A La Colline, Emma Dante met en images un conte insolent et burlesque
Avec ce dernier spectacle, troisième volet, après La Scortecata et Pupo di zucchero, d’une trilogie inspirée du Conte des contes de l’auteur napolitain Giambattista Basile (1566-1632), Emma Dante signe une mise en images impeccablement soignée où l’on voit un roi, Charles II d’Anjou, de Sicile et de Naples, pris au piège d’un animal de basse-cour… une poule. Le monarque s’étant essuyé les fesses avec les plumes du gallinacé qu’il croyait mort, celui-ci, bien vivant, s’accroche au corps du roi et ne le quitte plus, jusqu’à l’investir et le posséder. Le roi est alors incapable de gouverner, entame une grève de la faim et quand, pressé par son entourage avide et hypocrite, il consent à s’alimenter, la poule à l’intérieur de son corps pond des œufs en or, pour le plus grand plaisir de la cour.
Un roi presque nu
Emma Dante excelle à mettre en scène des personnages boiteux, marginaux, excessifs.
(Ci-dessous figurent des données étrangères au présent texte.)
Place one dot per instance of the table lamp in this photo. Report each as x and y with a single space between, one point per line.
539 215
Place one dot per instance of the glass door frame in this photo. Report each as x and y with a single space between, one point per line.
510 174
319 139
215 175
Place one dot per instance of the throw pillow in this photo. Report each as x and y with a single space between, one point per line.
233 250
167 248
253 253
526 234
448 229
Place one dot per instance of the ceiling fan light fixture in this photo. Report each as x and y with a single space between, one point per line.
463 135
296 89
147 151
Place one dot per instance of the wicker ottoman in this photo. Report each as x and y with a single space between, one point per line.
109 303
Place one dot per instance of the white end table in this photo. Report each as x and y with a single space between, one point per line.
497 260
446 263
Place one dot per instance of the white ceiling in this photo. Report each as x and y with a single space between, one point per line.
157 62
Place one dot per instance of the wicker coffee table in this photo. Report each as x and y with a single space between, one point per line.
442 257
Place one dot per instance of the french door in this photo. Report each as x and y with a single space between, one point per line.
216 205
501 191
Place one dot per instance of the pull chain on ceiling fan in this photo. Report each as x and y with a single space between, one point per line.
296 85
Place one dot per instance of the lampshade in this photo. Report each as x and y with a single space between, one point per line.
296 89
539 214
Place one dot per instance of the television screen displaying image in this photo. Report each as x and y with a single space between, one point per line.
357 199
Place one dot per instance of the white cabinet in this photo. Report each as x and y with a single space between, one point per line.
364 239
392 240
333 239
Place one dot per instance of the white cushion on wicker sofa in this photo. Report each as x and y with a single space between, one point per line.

Dans ce nouveau spectacle, elle stylise et met en couleurs et en images une farce triviale et gargantuesque. Surgissant d’un jupon à plumes, Carmine Maringola est un roi totalement désemparé, dépossédé, tantôt humain tantôt animal, exprimant de tout son corps sa solitude et sa souffrance. Son interprétation tient de bout en bout de la prouesse physique. Autour de lui, serviteurs, famille et courtisans virevoltent et s’agitent, ne pensant qu’aux œufs d’or pondus par la poule, jusqu’à ce que la sarabande burlesque et baroque vire au macabre. Dans des costumes stylisés, les comédiens glissent dans une chorégraphie habile et précise. Davantage que de parole, c’est un théâtre d’images, de couleurs et de sons, enlevé par la musique de Franco Battiato, Haendel, Stefano Landi et Scarlatti. Le temps d’une fable.
Re Chicchinella * *
La Colline, 15 rue Malte-Brun, Paris 20e. Tél. 01 44 62 52 52. www.colline.fr Jusqu’au 29 janvier. Spectacle en napolitain surtitré en français.